Gurrieri
Davvero importante il bel volume sui “Saggi di storia dell’arte, 1928 – 1991 / Tra Giotto e Vasari di Ugo Procacci” curato da Chiara Franceschini (Viella, Roma). Dopo il Festschrift del 1977, per le cure di Maria Grazia Ciardi Dupré e Paolo Dal Poggetto e pochi altri saggi a seguire, questo volume, anche per le introduzioni di Franceschini e Giuliano Pinto, può essere considerato il più sistematico sforzo per perimetrare la vasta, complessa e stimolante figura del soprintendente di Firenze che traversò la tragedia del secondo conflitto mondiale e l’alluvione del 1966. L’autrice, severamente formatasi agli studi di storia dell’arte ci propone di “rileggere Ugo Procacci”.
Il volume raccoglie sedici saggi di Procacci (1905 – 1991) usciti fra il ’28 e il ’91, che pur essendo una scelta molto ristretta, include – su una bibliografia di 134 titoli alcuni dei suoi lavori più rappresentativi dello studioso e funzionario. Dopo essersi laureato con Giuseppe Fiocco con una tesi su Spinello Aretino nel 1927, entra per concorso nell’amministrazione delle Arti nel 1933 (insieme alla collega Becherucci).

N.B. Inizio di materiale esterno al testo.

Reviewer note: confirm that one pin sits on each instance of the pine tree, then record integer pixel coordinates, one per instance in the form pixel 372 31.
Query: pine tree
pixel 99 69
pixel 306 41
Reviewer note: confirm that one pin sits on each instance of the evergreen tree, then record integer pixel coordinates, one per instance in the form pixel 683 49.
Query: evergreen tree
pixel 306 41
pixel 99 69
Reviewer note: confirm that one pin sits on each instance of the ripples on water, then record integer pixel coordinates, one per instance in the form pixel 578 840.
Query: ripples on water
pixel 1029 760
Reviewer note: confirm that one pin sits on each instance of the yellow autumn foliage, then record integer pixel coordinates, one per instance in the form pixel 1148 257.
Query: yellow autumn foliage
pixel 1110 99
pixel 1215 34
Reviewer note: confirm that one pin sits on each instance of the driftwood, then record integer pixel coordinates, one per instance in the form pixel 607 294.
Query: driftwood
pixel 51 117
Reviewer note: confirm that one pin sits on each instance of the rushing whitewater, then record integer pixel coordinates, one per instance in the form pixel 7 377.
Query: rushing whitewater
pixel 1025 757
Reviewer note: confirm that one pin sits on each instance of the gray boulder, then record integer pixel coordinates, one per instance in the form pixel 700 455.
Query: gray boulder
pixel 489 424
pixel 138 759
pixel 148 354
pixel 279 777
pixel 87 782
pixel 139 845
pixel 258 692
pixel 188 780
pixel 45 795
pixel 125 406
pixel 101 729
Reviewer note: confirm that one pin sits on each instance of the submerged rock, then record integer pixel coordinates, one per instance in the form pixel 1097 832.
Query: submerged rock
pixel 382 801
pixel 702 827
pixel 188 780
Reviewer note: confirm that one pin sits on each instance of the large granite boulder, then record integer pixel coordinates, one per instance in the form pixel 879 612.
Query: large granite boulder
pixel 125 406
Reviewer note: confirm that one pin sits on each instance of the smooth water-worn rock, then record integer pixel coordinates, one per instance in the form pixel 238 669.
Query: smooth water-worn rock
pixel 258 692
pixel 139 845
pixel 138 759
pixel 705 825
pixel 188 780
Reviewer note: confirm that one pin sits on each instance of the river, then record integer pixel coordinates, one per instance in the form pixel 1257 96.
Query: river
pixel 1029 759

Procacci visse una stagione in cui Firenze era il cuore pulsante degli interessi europei e americani (pubblici e privati) di storia dell’arte.
Si ricorda come la fondazione del Kunsthistorisches Institut in Florenz (1897), cui contribuirono studiosi del Rinascimento fiorentino come Aby Warburg (1866 – 1929) e l’insediarsi di Bernard Berenson (1865 – 1959) a Settignano, restano indici di quel clima culturale. A Procacci va ricondotto il metodo “monumento e documento” che postulava la simbiosi fra la lettura del testo artistico e i dati archivistici a supporto. Fondamentali i suoi scritti su Masaccio, Masolino, Giotto, Giovanni da Milano, Vasari scrittore.